In its document, the FLNKS stresses two aspects. On the one hand, it insists on New Caledonia’s colonial status, recalls that the December 2021 referendum —boycotted by the pro-independence movement— only “accentuated” such a “dispute,” and says that, from its point of view, the process underway should bring the territory closer to “access to full sovereignty.” On the other hand, the party points out that the frozen electoral corps should not be changed, and warns that doing so could jeopardise peace in New Caledonia.
The issue of the frozen electoral body is one of the main bones of contention in the Pacific Ocean country. Three electoral lists coexist: a general one for the French, European, and municipal elections; a more restricted one for the provincial elections; and finally another, also restricted, for the three (already held) independence referendums. Unionists want to remove restrictions on the bodies for the provincial elections and referendums. Those restrictions favour a certain balance between unionist and pro-independence voters, because they exclude part of the population that arrived more recently from France. Independence supporters oppose these changes, as they argue that the decolonisation process is not complete.
Focusing on colonialism
According to Pascal Sawa, first secretary general of the Caledonian Union, one of the main components of the FLNKS, the “dispute” with the French state is the first issue to be addressed, both in terms of “colonial” status and the question of the December 2021 referendum. “There has been a profound humiliation,” says Sawa, who recalls that it is not possible to act now as if nothing happened two years ago. The independence supporters refer to France holding that referendum despite the fact that the Kanak people, in the midst of the wave of deaths caused by the covid pandemic, wanted to complete a long and complex mourning process, rooted in the country’s culture, which prevented their normal participation in the vote.

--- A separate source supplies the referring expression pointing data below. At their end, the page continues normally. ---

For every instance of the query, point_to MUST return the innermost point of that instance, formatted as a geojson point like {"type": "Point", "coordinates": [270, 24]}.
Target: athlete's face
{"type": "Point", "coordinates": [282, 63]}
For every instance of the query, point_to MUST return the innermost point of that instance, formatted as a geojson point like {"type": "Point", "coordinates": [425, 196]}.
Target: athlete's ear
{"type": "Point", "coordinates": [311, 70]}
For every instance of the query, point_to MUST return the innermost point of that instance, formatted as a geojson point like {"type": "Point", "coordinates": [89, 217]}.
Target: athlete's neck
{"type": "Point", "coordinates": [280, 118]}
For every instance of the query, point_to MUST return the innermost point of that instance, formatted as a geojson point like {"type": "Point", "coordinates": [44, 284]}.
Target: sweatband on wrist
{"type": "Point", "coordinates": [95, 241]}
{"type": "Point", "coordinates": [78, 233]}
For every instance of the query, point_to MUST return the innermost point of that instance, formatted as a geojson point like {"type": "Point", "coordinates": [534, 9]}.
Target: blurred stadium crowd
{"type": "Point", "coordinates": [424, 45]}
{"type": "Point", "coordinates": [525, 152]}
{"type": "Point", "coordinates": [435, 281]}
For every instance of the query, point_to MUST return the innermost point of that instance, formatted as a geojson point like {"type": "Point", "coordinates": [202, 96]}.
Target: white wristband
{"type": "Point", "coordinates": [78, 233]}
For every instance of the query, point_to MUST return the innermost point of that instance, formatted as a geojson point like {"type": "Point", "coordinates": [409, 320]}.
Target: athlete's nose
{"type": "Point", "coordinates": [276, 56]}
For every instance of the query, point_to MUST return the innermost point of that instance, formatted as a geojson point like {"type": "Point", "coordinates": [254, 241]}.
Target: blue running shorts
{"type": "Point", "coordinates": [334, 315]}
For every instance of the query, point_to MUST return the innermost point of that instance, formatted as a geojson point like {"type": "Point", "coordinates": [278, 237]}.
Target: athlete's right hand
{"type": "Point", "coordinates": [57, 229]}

Once this is addressed, according to Sawa, the discussion should focus on how to “constructively exit” from the Nouméa Accord to “build” another framework “that suits the Caledonian people.” The 1998 Nouméa Accord made possible the establishment of autonomy in New Caledonia and the holding of three independence referendums, the last being the controversial vote in December 2021.
The French government and New Caledonian unionist parties want to replace the Nouméa framework with a new status that would anchor the territory to France and establish a final political settlement. The Kanak parties, on the other hand, want to see the definition of a path towards full independence. They would also like to see a procedure for France to devolve to New Caledonia powers that Paris has so far reserved for itself.
French President Emmanuel Macron is seeking to include some agreement on New Caledonia in the constitutional reform he wants to approve in 2024.